6.3. Integration of LA-EAT Thickness with Existing AF Risk Scores:
Current risk stratification tools for atrial fibrillation (AF) primarily focus on clinical factors and traditional biomarkers. However, the incorporation of left atrial epicardial adipose tissue (LA-EAT) thickness into existing risk scores could improve their predictive value and refine patient-specific risk assessment. By considering LA-EAT as an additional imaging biomarker, clinicians may enhance their ability to identify individuals at higher risk of developing AF and implement preventive strategies accordingly(75,76)
Conclusion:
The association between LA-EAT thickness and atrial fibrillation has emerged as a promising area of research with potential clinical implications. Studies have demonstrated a significant link between increased LA-EAT thickness and AF incidence. However, several limitations and challenges need to be addressed to fully utilize LA-EAT assessment in clinical practice. Standardization of measurement techniques, longitudinal studies, and the integration of LA-EAT data into existing risk scores are essential steps in advancing our understanding of LA-EAT's role in atrial fibrillation. As this field continues to evolve, further research is warranted to determine the precise mechanisms underlying the association and to explore the potential of LA-EAT as a therapeutic target in atrial fibrillation management.

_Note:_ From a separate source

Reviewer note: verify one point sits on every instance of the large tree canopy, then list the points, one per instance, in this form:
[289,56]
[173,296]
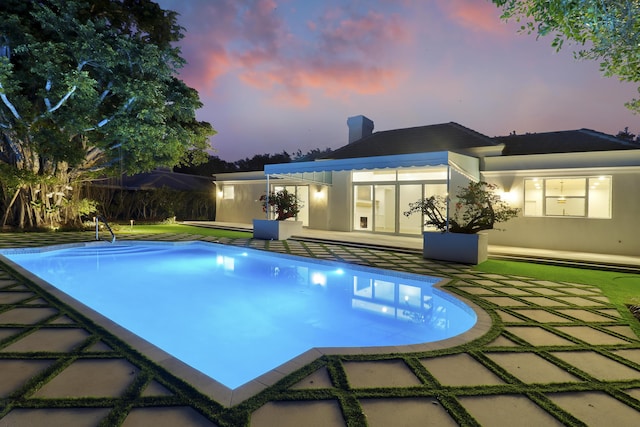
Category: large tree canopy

In summary, LA-EAT thickness is closely associated with the pathogenesis of atrial fibrillation through various underlying mechanisms. Inflammation, fibrosis, disrupted electrophysiology, and mechanical effects contribute to the pro-arrhythmogenic environment. Clinical applications of LA-EAT thickness measurement include risk stratification, predictive value assessment, therapeutic targeting, and guiding treatment strategies in AF management.